El experimento de los marshmallows
En los años 70, el psicólogo Walter Mischel tomó a un grupo de niños de 4 años a los que les ponía delante una golosina (un marshmallow, de ahí el nombre por el que se conoce este experimento) y les daba unas instrucciones muy sencillas: podían tomarlo en cualquier momento, o esperar a que él volviera (unos 15 minutos después) y en vez de uno, podrían tomar dos. El mensaje era claro: si eran capaces de tolerar la frustración de la espera, podrían tener una mayor recompensa, y si no, tendrían que conformarse con una recompensa menor pero inmediata. Algunos niños no esperaron a que volviera el experimentador y se lanzaron a comer la golosina, mientras que otros esperaron para poder obtener dos. La gracia (y el mérito) del experimento está en que volvieron a convocar a esos mismos niños años después, ya en la adolescencia, para pasarles una serie de pruebas. ¿Y qué vieron? Encontraron que los niños que decidieron (o más bien podríamos decir “pudieron”) esperar para comerse dos marshmallows fueron los que años después obtuvieron mejores puntuaciones en sus exámenes de selectividad, tenían mejor autoestima, mayor competencia social y seguridad en sí mismos, e incluso menores tasas de trastornos como el TDAH. Pero esto no quedaba aquí; años después, como adultos, mostraban menor propensión a tener problemas con las drogas, se divorciaban menos y tenían una menor incidencia de sobrepeso. De hecho, se calculó que por cada minuto que estos niños eran capaces de retrasar la gratificación, esto se traducía en una reducción del 0,2% en el IMC 30 años después.
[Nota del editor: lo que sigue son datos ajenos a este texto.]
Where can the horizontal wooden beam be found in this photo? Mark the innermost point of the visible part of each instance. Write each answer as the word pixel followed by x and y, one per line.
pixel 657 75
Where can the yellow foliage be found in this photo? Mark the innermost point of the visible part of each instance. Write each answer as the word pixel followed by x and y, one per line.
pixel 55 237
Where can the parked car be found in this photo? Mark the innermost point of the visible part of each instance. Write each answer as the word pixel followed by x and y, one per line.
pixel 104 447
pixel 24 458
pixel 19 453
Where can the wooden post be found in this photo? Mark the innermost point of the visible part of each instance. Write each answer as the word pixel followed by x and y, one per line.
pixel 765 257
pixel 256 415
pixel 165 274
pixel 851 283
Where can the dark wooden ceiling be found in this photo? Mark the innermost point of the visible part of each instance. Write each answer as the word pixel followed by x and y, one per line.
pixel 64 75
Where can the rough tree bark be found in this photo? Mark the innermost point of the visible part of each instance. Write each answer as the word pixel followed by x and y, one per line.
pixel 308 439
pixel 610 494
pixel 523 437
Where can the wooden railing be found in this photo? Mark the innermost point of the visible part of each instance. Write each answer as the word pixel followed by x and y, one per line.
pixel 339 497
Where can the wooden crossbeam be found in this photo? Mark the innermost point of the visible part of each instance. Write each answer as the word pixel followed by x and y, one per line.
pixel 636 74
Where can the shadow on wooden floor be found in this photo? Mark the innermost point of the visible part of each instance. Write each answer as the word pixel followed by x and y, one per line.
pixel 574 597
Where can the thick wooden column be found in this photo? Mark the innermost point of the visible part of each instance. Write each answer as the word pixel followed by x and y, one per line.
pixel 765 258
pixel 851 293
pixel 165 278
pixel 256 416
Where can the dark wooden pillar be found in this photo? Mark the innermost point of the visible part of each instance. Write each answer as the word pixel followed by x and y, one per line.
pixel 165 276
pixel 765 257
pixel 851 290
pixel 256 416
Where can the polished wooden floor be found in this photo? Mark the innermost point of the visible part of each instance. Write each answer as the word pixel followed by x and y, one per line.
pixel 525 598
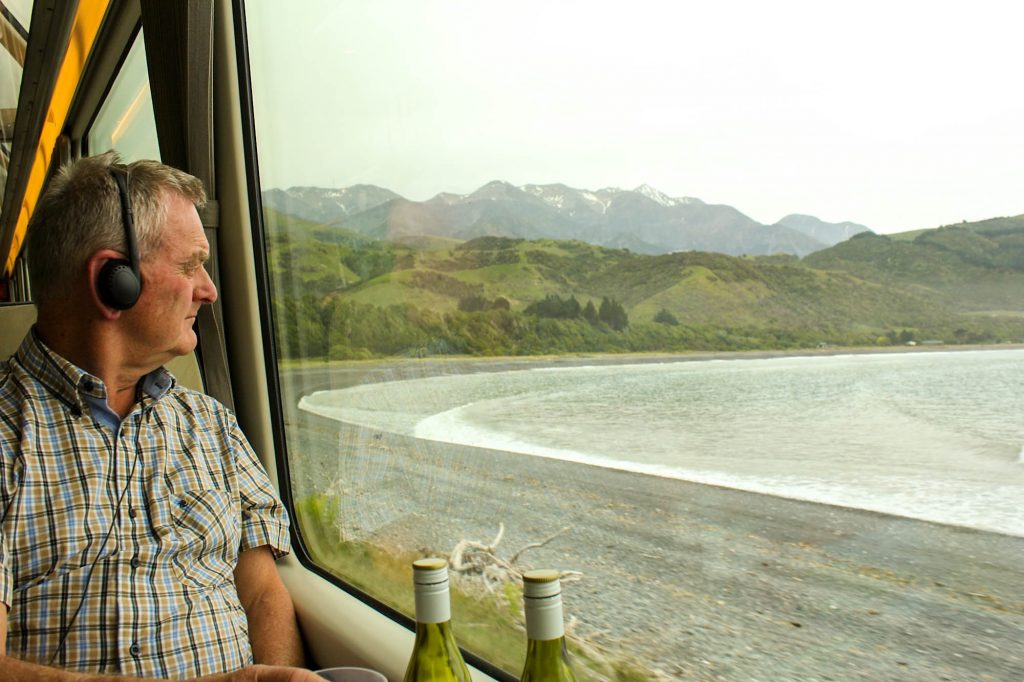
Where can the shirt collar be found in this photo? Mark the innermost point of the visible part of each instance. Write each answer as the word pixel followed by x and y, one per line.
pixel 70 383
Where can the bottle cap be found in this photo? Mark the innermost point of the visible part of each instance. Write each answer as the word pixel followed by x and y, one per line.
pixel 429 571
pixel 541 584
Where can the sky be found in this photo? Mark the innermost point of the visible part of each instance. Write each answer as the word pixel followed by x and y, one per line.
pixel 897 115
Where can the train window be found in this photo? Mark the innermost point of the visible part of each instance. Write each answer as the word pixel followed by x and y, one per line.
pixel 761 446
pixel 126 122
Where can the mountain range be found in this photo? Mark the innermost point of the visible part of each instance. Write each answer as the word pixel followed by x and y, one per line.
pixel 643 220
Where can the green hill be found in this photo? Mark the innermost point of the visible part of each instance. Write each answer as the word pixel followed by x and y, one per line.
pixel 341 295
pixel 975 267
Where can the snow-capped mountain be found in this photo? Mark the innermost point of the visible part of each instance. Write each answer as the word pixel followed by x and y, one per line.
pixel 644 219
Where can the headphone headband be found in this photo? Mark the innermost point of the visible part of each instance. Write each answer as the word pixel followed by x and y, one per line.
pixel 120 281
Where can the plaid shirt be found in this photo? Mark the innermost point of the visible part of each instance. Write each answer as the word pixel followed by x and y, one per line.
pixel 139 526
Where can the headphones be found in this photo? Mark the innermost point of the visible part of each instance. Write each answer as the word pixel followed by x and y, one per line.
pixel 119 283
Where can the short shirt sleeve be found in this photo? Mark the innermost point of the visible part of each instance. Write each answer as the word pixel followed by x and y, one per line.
pixel 6 488
pixel 264 520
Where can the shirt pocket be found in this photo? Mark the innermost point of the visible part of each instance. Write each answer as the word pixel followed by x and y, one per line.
pixel 68 539
pixel 207 525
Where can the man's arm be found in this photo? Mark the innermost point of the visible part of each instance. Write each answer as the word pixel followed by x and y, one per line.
pixel 272 629
pixel 12 669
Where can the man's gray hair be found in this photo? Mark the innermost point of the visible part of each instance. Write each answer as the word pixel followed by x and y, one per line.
pixel 80 214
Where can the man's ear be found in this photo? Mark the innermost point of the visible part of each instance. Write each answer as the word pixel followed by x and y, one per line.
pixel 93 266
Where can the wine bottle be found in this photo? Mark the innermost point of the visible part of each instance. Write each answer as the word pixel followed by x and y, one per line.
pixel 435 654
pixel 547 657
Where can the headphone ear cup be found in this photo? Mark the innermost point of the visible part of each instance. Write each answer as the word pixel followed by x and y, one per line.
pixel 118 285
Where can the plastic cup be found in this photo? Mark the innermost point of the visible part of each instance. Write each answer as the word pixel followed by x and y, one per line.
pixel 351 675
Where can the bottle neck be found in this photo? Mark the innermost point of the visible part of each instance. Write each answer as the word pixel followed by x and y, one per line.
pixel 433 603
pixel 544 617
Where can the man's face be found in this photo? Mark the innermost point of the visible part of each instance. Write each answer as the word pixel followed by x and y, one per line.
pixel 174 286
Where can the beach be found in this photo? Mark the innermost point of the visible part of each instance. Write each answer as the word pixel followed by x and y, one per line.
pixel 700 582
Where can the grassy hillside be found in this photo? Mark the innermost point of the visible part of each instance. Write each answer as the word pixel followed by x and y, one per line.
pixel 341 295
pixel 975 267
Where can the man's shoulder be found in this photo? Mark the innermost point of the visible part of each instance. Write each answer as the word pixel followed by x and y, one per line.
pixel 199 405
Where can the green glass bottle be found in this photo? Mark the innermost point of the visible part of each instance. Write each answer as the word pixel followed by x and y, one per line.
pixel 547 657
pixel 435 654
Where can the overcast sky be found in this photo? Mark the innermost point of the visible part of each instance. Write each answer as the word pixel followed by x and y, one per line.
pixel 894 115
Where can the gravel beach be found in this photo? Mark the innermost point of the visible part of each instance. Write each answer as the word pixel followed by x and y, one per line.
pixel 702 583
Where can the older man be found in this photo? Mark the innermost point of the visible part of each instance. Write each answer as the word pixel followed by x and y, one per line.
pixel 138 531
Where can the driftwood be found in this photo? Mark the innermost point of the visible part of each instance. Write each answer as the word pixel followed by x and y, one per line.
pixel 476 559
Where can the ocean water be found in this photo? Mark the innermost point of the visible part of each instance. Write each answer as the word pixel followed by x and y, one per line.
pixel 931 435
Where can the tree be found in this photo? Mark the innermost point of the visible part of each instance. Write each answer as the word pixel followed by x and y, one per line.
pixel 613 314
pixel 666 317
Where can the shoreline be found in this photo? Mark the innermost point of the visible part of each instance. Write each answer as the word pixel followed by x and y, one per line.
pixel 723 479
pixel 701 582
pixel 571 359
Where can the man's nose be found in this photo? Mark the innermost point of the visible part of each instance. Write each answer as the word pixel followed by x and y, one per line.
pixel 206 291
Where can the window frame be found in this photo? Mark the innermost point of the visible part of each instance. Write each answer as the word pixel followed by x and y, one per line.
pixel 266 322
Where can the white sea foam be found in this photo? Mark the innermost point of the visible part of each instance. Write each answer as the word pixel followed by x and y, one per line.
pixel 903 434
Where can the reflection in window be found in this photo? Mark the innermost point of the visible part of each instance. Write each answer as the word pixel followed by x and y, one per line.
pixel 126 122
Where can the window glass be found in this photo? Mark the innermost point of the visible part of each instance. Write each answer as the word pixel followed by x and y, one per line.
pixel 126 122
pixel 716 308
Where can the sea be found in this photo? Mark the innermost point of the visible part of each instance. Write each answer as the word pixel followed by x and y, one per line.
pixel 936 435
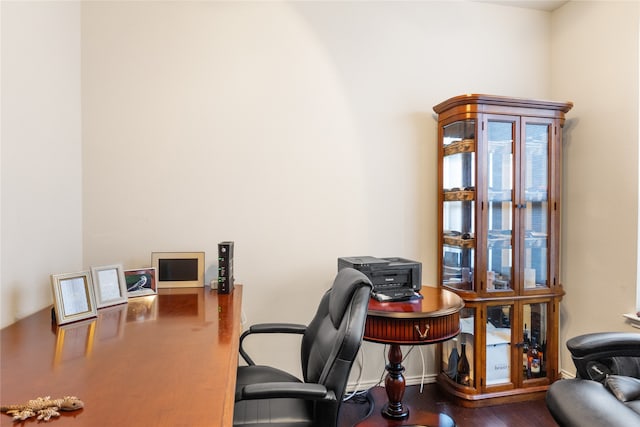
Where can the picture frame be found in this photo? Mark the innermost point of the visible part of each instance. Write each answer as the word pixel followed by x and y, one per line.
pixel 73 297
pixel 109 285
pixel 141 282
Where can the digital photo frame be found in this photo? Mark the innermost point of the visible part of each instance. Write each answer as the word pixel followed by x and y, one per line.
pixel 179 269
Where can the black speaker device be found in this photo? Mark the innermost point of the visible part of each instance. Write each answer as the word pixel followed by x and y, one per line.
pixel 225 267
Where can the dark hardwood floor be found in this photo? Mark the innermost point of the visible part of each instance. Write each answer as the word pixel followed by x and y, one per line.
pixel 523 414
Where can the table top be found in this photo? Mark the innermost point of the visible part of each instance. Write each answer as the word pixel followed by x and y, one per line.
pixel 432 319
pixel 435 302
pixel 163 360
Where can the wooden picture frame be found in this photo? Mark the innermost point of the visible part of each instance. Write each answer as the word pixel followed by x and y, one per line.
pixel 109 285
pixel 73 297
pixel 141 282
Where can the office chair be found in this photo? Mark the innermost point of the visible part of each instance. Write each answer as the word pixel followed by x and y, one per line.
pixel 266 396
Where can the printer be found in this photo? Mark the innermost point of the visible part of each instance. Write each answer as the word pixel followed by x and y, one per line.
pixel 393 279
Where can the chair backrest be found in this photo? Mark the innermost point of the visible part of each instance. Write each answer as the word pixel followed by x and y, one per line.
pixel 333 338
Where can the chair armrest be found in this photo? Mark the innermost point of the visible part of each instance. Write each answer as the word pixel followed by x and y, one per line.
pixel 590 348
pixel 269 328
pixel 276 390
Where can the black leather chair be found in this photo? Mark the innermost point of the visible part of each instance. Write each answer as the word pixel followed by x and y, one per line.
pixel 606 390
pixel 266 396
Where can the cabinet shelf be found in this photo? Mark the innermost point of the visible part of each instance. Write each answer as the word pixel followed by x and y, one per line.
pixel 459 242
pixel 499 237
pixel 459 195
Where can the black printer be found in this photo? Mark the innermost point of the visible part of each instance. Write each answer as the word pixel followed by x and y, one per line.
pixel 393 279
El experimento de los marshmallows ha contribuido a que la gente le dé un gran valor al hecho de ser capaces de demorar las gratificaciones y a “entrenar” esa capacidad en los más pequeños, con la esperanza de que desarrollarla tenga importantes beneficios de cara a su futuro.
Sin embargo, un reciente estudio encuentra otras explicaciones diferentes a las que elaboró originalmente el equipo de Mischel. En este nuevo estudio los autores se muestran escépticos acerca de los resultados del experimento del marshmallow. El caso es que los resultados originales estaban basados en una muestra de algo menos de 90 niños, todos ellos de una escuela infantil dentro del campus de la Universidad de Stanford, una de las más prestigiosas de EEUU. Este nuevo experimento trata de replicar el original, pero en esta ocasión con una muestra mucho más amplia (más de 900 niños) y, aquí un elemento clave, mucho más diversa, incluyendo niños de diferentes razas, grupos étnicos y de diferentes estratos socioeconómicos. ¿Y qué es lo que encontraron? Resulta que la capacidad para demorar la gratificación de los niños (y su posterior éxito en la vida) podía ser explicada atendiendo tan solo a las variables económicas: los niños con familias de más ingresos eran capaces de demorar más la gratificación, y esos niños eran los que luego tenían mayor éxito en la vida. Pero no solo por ser capaces de demorar las gratificaciones, sino porque de manera poco sorprendente, los niños de familias ricas suelen llegar más lejos que los de orígenes más humildes.
¿Quiere decir esto que no es importante aprender a tolerar las frustraciones? Por supuesto que no. Éste es claramente un aprendizaje importante para la vida, pero de ahí a hacer pasar hambre o dejar llorar a un bebé “para que aprendan” hay un trecho. La vida ya ofrece múltiples ocasiones para fortalecer nuestro nivel de tolerancia a la frustración. Estamos de acuerdo en que no hay que evitarles cada pequeña dificultad, como se dice a veces “cada pequeña piedra del camino”. Pero una cosa es no retirarles las piedras y otra muy diferente darles una pedrada adrede o ponerles la zancadilla “para que aprendan”.